Chapter 7 Choice

The machine's humming faded into silence.

I gasped, my hands flying to my chest—my real chest, broader and littered with the familiar scars of racing mishaps. I was back in my own body. Relief flooded through me, followed by a sharp stab of fear.

"Charlotte?"

She sat up slowly on the adjacent medical bed, blinking wide brown eyes. Dark curls tumbled over her shoulders. When she touched her own face in wonder, I saw the faint tremor in her fingers.

"You remember," I breathed.

Her gaze met mine, and her lips curved into the same wry smile I'd grown accustomed to over these impossible weeks. "Every stupid second."

Samantha stood frozen by the console, staring at the readouts in disbelief. "This isn't possible. The memory retention—"

Charlotte was on her feet first, moving toward Samantha with dangerous purpose. For a moment I thought she might strike her. Instead, she simply said, "Get out."

To my surprise, Samantha went without protest, leaving the flash drive containing all her research and confessions on the console.
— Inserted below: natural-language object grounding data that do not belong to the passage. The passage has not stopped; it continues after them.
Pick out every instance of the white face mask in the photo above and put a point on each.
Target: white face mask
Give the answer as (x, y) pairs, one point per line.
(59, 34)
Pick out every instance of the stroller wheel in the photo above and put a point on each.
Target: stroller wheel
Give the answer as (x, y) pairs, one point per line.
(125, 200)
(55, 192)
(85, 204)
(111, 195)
The hospital corridors blurred as we escaped into the cool Monaco night. The Mediterranean stretched before us, glittering under the moonlight. Charlotte hugged herself, breathing deeply.
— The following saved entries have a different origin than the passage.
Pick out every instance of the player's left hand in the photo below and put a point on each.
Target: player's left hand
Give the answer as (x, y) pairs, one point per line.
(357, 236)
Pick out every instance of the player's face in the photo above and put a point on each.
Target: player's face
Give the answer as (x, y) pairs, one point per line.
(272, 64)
"I never thought I'd miss this," she murmured, looking down at her own hands.

I moved to stand beside her, close but not touching. "Regrets?"
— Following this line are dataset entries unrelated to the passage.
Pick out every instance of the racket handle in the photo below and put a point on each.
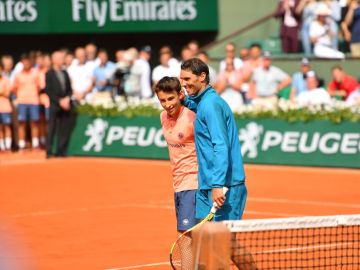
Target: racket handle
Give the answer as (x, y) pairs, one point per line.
(213, 208)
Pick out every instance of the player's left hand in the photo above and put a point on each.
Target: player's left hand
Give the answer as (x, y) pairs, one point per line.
(218, 197)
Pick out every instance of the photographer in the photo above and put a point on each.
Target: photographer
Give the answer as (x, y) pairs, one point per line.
(351, 27)
(102, 76)
(321, 35)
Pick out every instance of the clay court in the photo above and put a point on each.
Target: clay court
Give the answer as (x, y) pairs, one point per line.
(92, 213)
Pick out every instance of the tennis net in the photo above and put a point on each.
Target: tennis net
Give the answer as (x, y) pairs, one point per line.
(323, 242)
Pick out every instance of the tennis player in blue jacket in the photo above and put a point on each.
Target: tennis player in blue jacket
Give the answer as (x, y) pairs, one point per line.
(217, 146)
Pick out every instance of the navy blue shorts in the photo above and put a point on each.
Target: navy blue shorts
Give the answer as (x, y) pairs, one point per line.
(28, 112)
(185, 209)
(232, 209)
(5, 118)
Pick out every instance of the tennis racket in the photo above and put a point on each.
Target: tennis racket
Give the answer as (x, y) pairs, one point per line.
(180, 252)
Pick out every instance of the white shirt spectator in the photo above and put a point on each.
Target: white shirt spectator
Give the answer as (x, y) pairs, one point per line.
(81, 77)
(267, 81)
(213, 75)
(354, 98)
(316, 96)
(320, 32)
(238, 63)
(161, 71)
(145, 85)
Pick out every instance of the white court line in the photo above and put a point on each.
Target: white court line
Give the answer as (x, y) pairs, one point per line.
(261, 213)
(139, 266)
(169, 206)
(305, 248)
(21, 162)
(313, 203)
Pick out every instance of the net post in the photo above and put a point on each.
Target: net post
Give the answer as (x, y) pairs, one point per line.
(211, 247)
She turned, studying my face—really studying it, as if seeing me for the first time. "Only that it took being inside your head to realize how stubborn you are."

I laughed, the sound foreign after weeks of hearing it from Charlotte's lips. "Says the woman who performed an entire concert on pure adrenaline."

We stood there in comfortable silence, the weight of everything we'd shared settling between us. The world seemed sharper now, more vibrant—as if swapping souls had fine-tuned our senses to life itself.

One year later

The roar of the crowd shook the grandstands as I took the checkered flag. My first win since the accident, since everything changed. I lifted myself from the cockpit, pulling off my helmet to face the sea of flashing cameras—and there she was.

Charlotte stood at the pit wall, Violet Hour tour pass dangling around her neck, clapping with the rest of my team. But the look in her eyes wasn't just pride—it was understanding. She knew exactly what this moment cost me.

The press conference passed in a blur. Reporters asked about my comeback, about the investigation into Tyler's sabotage, about the mysterious year that had changed me. I gave them nothing. Some truths weren't theirs to know.

Back in the paddock, Charlotte waited by my motorhome, two glasses of champagne in hand. "For the champion," she said, handing me one.

I clinked my glass against hers. "Couldn't have done it without you."

"That's the first smart thing you've said all day."

We drank in comfortable silence, the sounds of the after-party drifting toward us. Charlotte set down her glass and reached into her jacket, pulling out a single key. "I'm playing Nice tomorrow night. If you're not too busy celebrating..."

I took the backstage pass key from her fingers, our hands brushing just long enough to feel that old, familiar spark. The same synchrony we'd shared since that first rainy night.

"I'll be there."

Charlotte smiled—that real, unguarded smile I'd only ever seen when she thought no one was looking. "I know."

As she walked away, I realized something with perfect clarity: Our souls might have returned to their rightful bodies, but some bonds went deeper than flesh and bone.

And this? This was just the beginning.